Norway has beautiful nature – mountains, fjords, lakes, rivers, etc. All of this is great, but it also comes with a price, namely a price for the transport. Oslo public transport ticket costs 30 NOK. 50 NOK if you buy it from the driver. Also, if you go from city to city, be prepared for a real journey, because unless there are tunnels drilled under mountains, you have to either go through mountain roads, or drive around the mountain, and that might take hours. Also, waiting for the ferries slows down the pace.

Many things are computerized

Probably the rather inconvenient geography forces Norwegians to get the best from Information Technology. Debit cards are accepted in most places, but that’s only the beginning. You can pay for doctor’s appointments via a machine at the office, and you can book a hairdresser’s appointment online. This is also partially due to the fact that manpower is expensive in Norway.

Norwegians love their country (and language)

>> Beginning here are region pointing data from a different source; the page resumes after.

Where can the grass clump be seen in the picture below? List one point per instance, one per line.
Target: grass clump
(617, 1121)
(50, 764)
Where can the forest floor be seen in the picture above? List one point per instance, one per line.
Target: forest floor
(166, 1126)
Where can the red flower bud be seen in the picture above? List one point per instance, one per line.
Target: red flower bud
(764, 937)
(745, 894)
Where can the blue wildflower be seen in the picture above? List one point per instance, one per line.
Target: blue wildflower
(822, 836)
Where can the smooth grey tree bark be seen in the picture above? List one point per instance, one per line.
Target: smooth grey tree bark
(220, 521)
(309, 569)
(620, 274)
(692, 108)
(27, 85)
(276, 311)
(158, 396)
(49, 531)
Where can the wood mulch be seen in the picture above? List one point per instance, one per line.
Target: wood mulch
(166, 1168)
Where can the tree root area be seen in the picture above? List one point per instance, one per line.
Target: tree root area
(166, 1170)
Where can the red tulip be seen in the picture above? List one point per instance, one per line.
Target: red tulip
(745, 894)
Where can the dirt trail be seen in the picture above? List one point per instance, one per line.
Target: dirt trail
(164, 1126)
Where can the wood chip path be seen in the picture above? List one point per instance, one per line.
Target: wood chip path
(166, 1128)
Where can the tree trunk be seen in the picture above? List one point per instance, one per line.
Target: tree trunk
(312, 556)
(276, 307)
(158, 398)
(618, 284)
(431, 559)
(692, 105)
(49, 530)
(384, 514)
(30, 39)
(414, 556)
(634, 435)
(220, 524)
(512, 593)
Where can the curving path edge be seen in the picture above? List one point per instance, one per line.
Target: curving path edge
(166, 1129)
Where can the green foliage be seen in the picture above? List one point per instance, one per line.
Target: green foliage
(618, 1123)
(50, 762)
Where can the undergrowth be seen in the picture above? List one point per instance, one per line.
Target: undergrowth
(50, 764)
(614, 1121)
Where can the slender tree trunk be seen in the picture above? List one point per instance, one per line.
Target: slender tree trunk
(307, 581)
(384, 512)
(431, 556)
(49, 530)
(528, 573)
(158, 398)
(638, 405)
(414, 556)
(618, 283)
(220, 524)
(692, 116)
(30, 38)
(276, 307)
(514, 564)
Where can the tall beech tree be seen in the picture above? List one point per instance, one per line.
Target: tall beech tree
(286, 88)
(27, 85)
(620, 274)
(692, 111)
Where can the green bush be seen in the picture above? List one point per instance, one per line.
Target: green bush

Norwegians can be nationalists in a certain sense. Nobody will harass or attack you because of your nationality, but Norwegians love their country and aren’t that fond of foreigners. Therefore, while most of them speak English and are fine to speak it when it comes to public services, casual social situations, such as buying groceries at the supermarket, or asking for help on the street. But if you want to work for a Norwegian company, especially a white-collar job, Norwegian is mandatory.

Driving is a luxury

Public transportation is expensive, but not as expensive as owning a car. Starting from car prices and taxes on them, which can go above 100%, to gas prices, maintenance, and even large fines for traffic rule violations. However, the tendency is that many Eastern Europeans face a real challenge giving up driving, so they manage to find ways to drive in Norway.